A recently published study detailed the attacks carried out using Trojan-type malware that has infected millions of computers with the popular Windows OS from 2018 to 2020. According to the reports, the malware was spread via email and illegal software, including unlicensed copies of Adobe Photoshop 2018, Windows hacking tool, and many unauthorized video games. In total, 3.25 million devices were disclosed, and malware stole 26 million login credentials, in addition to one million unique email addresses, 2 billion cookies, and 6.6 million files, the report said.
Who is affected & How?
- All of this happened with a nameless Trojan that threat actors who could buy it for as little as $ 100. Screenshots collected by investigators show that cybercriminals are stealing data for two years, from 2018 to 2020. The data breach includes information from popular social networking websites, job search engines, gaming websites, email, finance, and other service providers. NordLocker claims that stolen information includes ‘emails or usernames associated with passwords.’ That includes 1.4 million Facebook details, 261,773 Twitter accounts, and 153,754 Instagram accounts. The hackers also stole an estimated 190,000 Roblox and Steam credentials, more than 1.5 million Google email data, and data on more than 145,000 PayPal accounts. Analysts say malware targeted files users stored on their desktops and Downloads, with a total of more than 6 million stolen files. More than half of the stolen files were text files. Those may contain software logs. However, since people tend to store their passwords in a text file format, some stolen files may include personal information. “The report revealed that the malware made a screenshot after it infected the computer and also took a picture using the device’s webcam,” NordLocker research.
How to stay safe?
- There are many ways to protect yourself from the same threats. Installing anti-virus software can be a good start. Users are also advised to use strong passwords, avoid suspicious links online, and download software only from trusted sources.
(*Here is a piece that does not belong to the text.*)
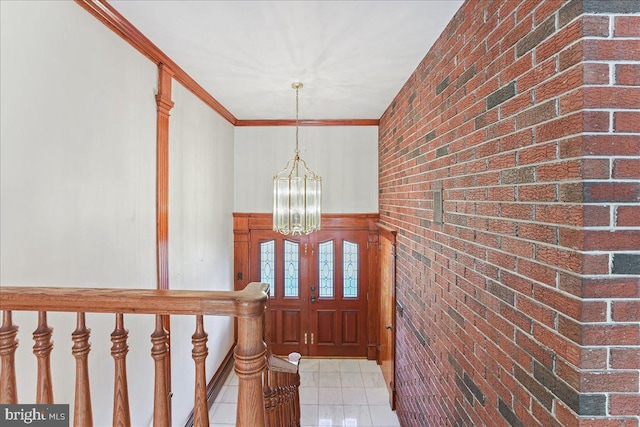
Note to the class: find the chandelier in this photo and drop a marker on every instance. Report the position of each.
(297, 193)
- If you suspect that one or more of your passwords may have been leaked, we urge taking the following steps to protect your data and prevent potential harm from threatening characters:
- Enable 2-factor authentication (2FA) for all of your online accounts.
- If your data is in danger, be sure to change your passwords for all of your online accounts. You can easily create complex passwords with our powerful password generator or consider using a password manager.
- Beware of spam emails, unsolicited text messages, and phishing scams.